Unit 5

States of consciousness

Terms to Remember

Consciousness: our awareness of ourselves and our environment

Sleep: periodic, natural loss of consciousness- as distinct from unconsciousness resulting from a coma, general anesthesia, or hibernation

Circadian rhythm: the biological clock; regular bodily rhythms (for example, temperature and wakefulness) that occur on a 24-hour cycle

Dreams: a sequence of images, emotions, and thoughts passing a sleeping person's mind

Manifest content: according to Freud, the remembered story line of a dream

Latent content: according to Freud, the underlying meaning of a dream

Hypnosis: a social interaction in which on person (the hypnotist) suggests the other person (the subject) that certain perceptions, feelings, thoughts or behaviors will spontaneously occur

Sleep Theories

1. Sleep protects us: our natural tendency is to sleep at night to be protected from the darkness/predators.
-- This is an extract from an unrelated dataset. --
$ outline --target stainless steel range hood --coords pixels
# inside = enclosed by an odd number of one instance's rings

Different animals sleep at different times for protection

2. Sleep helps us recuperate: Helps restore and repair brain tissue

3. Sleep is for making memories: restoring and rebuilding our fading memories of the day's experiences. People trained to perform tasks recall them better after a night's sleep/short nap

4. Sleep feeds creative thinking: dreams have inspires noteworthy literary artistic and scientific achievements. After working on a task, then sleeping on it, people solve problems more insightfully than do those who stay awake.
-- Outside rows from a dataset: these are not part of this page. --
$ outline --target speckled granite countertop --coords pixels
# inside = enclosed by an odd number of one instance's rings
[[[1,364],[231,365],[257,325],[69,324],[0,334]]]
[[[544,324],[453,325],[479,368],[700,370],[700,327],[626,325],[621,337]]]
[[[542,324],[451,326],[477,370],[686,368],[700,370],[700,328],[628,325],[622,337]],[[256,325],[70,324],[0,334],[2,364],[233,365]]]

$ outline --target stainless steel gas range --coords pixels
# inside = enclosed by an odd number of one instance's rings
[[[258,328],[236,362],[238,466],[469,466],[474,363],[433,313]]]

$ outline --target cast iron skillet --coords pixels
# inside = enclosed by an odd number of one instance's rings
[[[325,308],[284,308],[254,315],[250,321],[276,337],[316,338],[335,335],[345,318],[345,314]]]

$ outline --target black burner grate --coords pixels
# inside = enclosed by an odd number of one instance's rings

5. Sleep may play a role in the growth process: during sleep the pituitary gland releases a growth hormone.

Dream Theories

1. Freud's wish-fulfillment: Provides a "psychic safety valve"=a way to express otherwise unacceptable feelings; contains manifest content and latent content

2. Information processing: helps us sort out the days events and consolidate our memories

3. Physiological function: regular brain stimulation from REM sleep may help develop and preserve neural pathways

4. Activation synthesis: REM sleep triggers neural activity and evokes random visual memories which our sleeping brain weaves into stories

5. Cognitive development: dream content reflects dreamers' cognitive development- their knowledge and understanding

Sleep Disorders

Insomnia: recurring problems in falling or staying asleep

Narcolepsy: a sleep disorder characterized by uncontrollable sleep attacks. The sufferer may lapse directly into REM sleep often at inopportune times.
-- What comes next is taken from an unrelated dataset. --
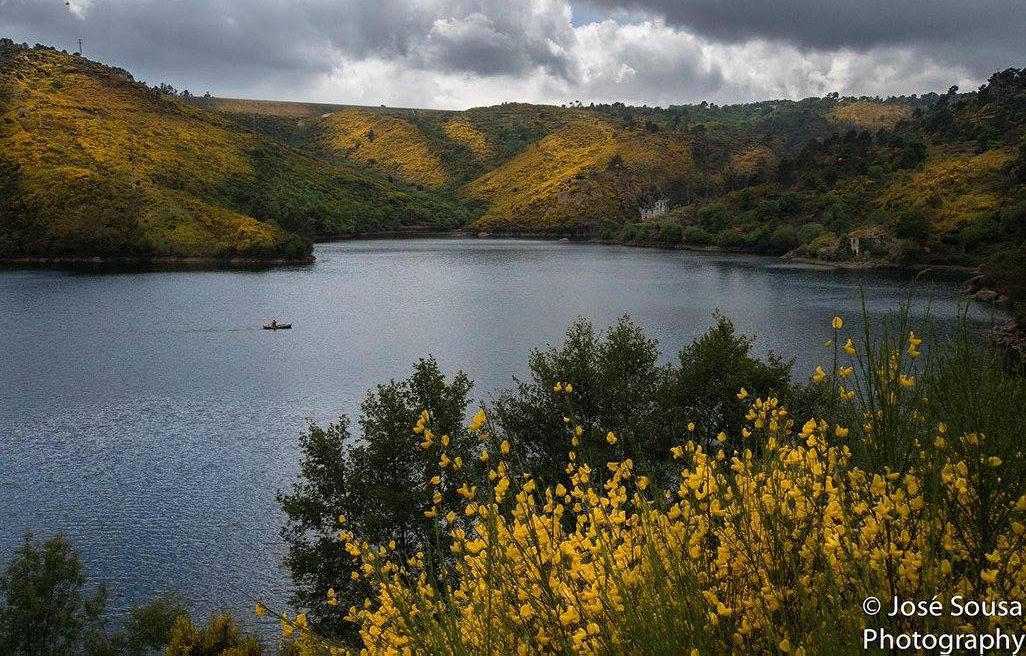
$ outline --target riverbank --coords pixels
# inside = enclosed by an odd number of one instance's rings
[[[251,269],[307,265],[316,262],[313,255],[303,258],[200,258],[171,256],[69,256],[51,258],[0,258],[0,267],[143,267],[187,269]]]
Sleep apnea: a sleep disorder characterized by temporary cessations of breathing during sleep and repeated momentary awakenings

Night terrors: a sleep disorder characterized by high arousal and an appearance of being terrified

Key People

Sigmund Freud: Believed that dreams had a hidden meaning, and were a way of expressing emotions that were otherwise unacceptable. He used manifest and latent content to describe the events that occur in dreams

Ernest Hilgard: Believed hypnosis involves not only social influence but also a special state of dissociation


Hypnosis: Ernest Hilgard tested a women by putting her hand in an ice bath, which would normally be painful. He told her she wouldn't feel pain. She didn't feel pain because of two theories: divided consciousness theory (hypnosis has caused a split in awareness), and the social influence theory (the subject is so caught up in the hypnotized role, that she ignores the cold).